Lead article image

Photo via McKay Savage/Flickr (CC BY 2.0)

Watch the remarkably simple process astronauts perform to get their coffee fix

It’s way cooler than getting a mocha frapp at Starbucks.


Jam Kotenko


Posted on Jan 20, 2016   Updated on May 27, 2021, 8:22 am CDT

Most people can’t properly function without getting their dose of caffeine in the morning, but for those who have coffee as part of their daily routine, acquiring a cup of java is fairly easy. You either make one at home using hassle-free gadgets or do a coffee run to the nearest shop before heading to work, right? But how do astronauts get their brew? 

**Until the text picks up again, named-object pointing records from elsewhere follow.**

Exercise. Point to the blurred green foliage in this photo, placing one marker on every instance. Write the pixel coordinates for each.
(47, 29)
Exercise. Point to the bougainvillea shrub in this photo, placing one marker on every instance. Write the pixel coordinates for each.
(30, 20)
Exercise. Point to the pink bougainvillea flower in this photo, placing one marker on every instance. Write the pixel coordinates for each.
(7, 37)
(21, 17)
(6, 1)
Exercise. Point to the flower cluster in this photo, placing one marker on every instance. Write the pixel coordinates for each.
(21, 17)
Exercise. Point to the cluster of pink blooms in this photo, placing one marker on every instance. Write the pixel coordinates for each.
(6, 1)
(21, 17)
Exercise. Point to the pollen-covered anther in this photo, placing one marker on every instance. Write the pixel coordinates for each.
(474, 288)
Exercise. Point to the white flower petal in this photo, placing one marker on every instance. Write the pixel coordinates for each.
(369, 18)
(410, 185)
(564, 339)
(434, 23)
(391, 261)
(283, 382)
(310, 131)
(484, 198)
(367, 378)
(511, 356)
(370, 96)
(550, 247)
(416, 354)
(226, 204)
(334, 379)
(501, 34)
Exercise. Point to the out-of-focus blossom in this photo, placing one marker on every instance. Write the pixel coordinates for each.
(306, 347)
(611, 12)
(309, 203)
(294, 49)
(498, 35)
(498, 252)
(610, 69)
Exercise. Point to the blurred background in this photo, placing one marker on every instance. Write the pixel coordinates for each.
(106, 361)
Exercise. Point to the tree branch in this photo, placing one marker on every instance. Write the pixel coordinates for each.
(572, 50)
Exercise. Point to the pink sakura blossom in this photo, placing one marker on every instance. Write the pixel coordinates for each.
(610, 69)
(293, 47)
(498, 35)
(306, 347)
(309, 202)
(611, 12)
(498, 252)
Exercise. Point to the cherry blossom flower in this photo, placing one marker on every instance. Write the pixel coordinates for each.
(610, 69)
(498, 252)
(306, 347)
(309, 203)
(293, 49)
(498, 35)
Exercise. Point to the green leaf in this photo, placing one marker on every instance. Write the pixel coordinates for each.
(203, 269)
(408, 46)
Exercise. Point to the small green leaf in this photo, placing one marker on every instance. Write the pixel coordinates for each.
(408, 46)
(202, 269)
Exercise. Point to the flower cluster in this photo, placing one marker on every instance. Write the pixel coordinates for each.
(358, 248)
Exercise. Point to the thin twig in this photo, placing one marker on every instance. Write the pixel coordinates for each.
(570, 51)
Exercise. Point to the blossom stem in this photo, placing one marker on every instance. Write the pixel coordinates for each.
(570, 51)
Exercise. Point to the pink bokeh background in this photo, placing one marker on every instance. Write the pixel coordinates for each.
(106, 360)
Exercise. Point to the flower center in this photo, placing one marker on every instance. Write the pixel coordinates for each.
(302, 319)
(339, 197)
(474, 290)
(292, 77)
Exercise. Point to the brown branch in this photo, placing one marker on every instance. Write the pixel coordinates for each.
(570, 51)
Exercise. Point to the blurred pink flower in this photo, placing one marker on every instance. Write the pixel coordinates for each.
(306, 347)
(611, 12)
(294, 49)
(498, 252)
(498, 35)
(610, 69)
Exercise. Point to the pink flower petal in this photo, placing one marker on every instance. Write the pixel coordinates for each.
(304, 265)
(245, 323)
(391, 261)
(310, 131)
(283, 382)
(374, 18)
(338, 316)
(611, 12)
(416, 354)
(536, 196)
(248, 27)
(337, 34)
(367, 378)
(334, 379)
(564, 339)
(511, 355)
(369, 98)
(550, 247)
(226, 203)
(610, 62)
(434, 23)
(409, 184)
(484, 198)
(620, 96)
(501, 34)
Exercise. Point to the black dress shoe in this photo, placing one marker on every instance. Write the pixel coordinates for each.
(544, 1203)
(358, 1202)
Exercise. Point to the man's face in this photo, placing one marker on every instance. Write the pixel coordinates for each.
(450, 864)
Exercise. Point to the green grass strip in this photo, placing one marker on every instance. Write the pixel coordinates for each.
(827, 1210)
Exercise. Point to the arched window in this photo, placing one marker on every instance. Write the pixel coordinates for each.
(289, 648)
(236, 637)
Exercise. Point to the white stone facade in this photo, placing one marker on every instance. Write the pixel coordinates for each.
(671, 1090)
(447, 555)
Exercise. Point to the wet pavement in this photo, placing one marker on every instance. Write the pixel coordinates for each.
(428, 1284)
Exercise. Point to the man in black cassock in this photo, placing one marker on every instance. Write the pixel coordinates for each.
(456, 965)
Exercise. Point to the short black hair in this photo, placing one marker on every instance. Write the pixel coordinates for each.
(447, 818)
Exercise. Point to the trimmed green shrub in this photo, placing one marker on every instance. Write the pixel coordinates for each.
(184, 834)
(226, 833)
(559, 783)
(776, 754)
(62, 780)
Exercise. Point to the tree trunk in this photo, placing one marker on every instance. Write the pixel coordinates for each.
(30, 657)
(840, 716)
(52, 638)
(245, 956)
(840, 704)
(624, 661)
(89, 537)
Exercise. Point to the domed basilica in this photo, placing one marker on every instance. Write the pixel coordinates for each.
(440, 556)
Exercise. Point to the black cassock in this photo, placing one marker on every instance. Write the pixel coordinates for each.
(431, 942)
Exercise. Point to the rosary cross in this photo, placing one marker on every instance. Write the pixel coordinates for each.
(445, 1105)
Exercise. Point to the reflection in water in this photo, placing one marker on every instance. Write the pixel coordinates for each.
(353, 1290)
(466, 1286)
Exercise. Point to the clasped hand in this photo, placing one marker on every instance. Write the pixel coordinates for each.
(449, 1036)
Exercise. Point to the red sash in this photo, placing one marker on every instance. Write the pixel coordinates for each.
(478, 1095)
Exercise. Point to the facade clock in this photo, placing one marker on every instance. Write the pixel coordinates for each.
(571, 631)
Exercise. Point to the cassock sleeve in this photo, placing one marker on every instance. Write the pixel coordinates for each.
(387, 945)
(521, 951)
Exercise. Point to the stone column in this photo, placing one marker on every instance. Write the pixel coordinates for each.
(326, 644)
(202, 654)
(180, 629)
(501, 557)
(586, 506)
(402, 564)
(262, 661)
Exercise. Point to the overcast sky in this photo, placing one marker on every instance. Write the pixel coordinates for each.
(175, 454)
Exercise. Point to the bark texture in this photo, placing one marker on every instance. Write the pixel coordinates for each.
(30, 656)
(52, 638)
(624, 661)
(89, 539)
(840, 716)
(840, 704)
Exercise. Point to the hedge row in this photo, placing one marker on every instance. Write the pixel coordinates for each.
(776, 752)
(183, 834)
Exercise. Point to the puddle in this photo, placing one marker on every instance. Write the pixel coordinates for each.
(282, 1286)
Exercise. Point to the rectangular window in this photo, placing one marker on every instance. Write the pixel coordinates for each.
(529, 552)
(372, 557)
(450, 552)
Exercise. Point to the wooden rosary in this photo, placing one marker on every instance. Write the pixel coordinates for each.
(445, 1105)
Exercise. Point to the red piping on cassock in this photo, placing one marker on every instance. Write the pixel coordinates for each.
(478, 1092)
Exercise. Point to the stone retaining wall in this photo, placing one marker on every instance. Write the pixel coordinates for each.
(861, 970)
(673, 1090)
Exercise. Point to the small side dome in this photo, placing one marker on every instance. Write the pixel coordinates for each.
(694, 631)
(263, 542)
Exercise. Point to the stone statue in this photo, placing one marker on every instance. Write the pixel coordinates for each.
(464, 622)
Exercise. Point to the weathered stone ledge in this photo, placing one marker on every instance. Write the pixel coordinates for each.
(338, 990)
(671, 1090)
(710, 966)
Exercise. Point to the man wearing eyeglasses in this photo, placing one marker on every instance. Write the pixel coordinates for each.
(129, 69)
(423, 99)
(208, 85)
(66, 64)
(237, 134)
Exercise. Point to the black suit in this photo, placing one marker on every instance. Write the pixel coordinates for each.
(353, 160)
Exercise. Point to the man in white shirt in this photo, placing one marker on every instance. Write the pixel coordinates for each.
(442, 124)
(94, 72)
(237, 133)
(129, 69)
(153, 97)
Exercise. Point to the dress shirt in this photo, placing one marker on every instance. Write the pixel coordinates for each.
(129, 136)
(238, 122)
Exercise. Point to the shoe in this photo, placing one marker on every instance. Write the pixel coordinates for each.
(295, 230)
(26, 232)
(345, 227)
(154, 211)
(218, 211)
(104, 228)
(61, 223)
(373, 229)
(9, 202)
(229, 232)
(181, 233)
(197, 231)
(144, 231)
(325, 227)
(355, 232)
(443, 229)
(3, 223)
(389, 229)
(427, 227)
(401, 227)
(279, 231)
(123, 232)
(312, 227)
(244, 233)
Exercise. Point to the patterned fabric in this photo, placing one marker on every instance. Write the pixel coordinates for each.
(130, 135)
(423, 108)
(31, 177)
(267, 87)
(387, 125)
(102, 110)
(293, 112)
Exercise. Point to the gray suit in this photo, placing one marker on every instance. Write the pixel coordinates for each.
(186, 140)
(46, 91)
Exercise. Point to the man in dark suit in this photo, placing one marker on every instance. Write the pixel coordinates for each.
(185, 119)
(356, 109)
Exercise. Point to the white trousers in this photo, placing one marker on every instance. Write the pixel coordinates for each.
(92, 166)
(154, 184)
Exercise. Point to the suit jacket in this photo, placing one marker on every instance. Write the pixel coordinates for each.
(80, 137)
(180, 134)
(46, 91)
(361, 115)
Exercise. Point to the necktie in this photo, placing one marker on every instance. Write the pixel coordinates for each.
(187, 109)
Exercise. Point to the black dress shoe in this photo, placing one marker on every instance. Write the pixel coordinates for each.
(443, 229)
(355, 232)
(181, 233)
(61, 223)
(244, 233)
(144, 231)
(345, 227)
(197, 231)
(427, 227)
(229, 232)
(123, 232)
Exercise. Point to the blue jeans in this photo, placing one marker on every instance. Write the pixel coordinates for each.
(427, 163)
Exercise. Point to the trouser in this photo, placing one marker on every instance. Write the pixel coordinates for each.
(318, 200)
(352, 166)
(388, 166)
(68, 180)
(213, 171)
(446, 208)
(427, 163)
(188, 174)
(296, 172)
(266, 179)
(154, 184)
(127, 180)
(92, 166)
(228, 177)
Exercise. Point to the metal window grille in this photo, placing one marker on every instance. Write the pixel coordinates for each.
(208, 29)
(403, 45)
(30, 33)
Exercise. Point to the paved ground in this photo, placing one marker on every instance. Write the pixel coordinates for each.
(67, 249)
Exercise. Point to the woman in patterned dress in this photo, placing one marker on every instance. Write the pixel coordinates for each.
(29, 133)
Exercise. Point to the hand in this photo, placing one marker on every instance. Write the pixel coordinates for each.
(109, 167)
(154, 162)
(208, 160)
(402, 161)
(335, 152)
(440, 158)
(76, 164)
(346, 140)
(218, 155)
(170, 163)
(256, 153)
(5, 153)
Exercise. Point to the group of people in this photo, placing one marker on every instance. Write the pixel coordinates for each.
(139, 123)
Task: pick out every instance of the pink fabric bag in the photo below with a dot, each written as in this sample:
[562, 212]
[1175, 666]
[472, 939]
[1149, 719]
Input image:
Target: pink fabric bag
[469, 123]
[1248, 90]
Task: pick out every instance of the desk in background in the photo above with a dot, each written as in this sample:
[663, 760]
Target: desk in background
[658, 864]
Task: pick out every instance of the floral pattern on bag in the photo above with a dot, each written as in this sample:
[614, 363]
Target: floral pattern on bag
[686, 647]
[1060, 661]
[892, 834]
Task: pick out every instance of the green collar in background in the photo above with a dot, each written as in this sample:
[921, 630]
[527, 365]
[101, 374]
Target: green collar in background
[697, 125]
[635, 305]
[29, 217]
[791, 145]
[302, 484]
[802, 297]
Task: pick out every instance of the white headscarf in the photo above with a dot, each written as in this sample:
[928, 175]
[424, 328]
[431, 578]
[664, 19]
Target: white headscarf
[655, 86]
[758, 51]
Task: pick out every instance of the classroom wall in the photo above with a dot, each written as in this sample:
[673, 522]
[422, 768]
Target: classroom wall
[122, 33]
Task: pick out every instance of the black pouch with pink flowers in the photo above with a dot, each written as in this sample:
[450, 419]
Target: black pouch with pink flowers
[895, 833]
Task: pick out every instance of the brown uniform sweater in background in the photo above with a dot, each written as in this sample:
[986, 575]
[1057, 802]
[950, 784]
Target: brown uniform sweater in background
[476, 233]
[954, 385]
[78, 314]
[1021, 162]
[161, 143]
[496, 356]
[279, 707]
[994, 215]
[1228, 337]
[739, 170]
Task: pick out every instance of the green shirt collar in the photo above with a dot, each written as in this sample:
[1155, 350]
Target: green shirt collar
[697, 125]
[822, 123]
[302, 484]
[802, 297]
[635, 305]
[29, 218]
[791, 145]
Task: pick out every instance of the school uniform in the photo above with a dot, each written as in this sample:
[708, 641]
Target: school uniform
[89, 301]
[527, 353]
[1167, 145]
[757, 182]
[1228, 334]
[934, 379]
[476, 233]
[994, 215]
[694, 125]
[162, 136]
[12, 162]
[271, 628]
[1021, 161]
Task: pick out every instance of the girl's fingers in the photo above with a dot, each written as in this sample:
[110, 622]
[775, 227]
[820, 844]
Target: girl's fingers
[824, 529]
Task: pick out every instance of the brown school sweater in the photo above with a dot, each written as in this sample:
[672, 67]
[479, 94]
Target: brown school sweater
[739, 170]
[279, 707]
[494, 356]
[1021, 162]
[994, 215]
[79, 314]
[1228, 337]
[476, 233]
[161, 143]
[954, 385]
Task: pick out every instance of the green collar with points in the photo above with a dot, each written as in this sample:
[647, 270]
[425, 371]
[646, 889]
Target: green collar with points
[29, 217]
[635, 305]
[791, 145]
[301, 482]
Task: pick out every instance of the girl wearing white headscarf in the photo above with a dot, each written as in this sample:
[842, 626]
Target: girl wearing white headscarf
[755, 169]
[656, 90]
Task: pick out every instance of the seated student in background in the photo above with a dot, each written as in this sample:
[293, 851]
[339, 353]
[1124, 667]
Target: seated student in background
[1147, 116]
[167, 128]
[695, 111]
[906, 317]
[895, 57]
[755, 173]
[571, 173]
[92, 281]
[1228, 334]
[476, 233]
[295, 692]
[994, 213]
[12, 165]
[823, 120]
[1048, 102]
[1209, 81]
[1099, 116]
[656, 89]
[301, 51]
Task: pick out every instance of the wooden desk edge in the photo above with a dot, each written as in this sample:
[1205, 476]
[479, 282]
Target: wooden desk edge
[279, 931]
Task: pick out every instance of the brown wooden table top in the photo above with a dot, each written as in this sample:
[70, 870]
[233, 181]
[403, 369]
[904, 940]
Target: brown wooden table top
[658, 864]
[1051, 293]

You’d think that being stuck in a confined space where anything not nailed to the wall floats around in zero gravity would rule out any procedure that involves getting hot liquid to stay put in a mug, but as it turns out, getting coffee is not entirely impossible when orbiting our planet.

In a short Youtube video, European Space Agency astronaut Tim Peake demonstrates how they prepare a coffee in the International Space Station. First he floats on over to a receptacle where they keep vacuum-packed coffee with cream sachets. He then feeds it into a slot on a wall that injects hot water into the flat sachet, causing it to inflate. Lastly, he inserts a straw into the pack and voila—hot coffee in a bag!

It’s probably not as satisfying as wrapping your cold hands around a steaming mug, but in space, you don’t have a lot of options. Makes you appreciate the simple things, doesn’t it?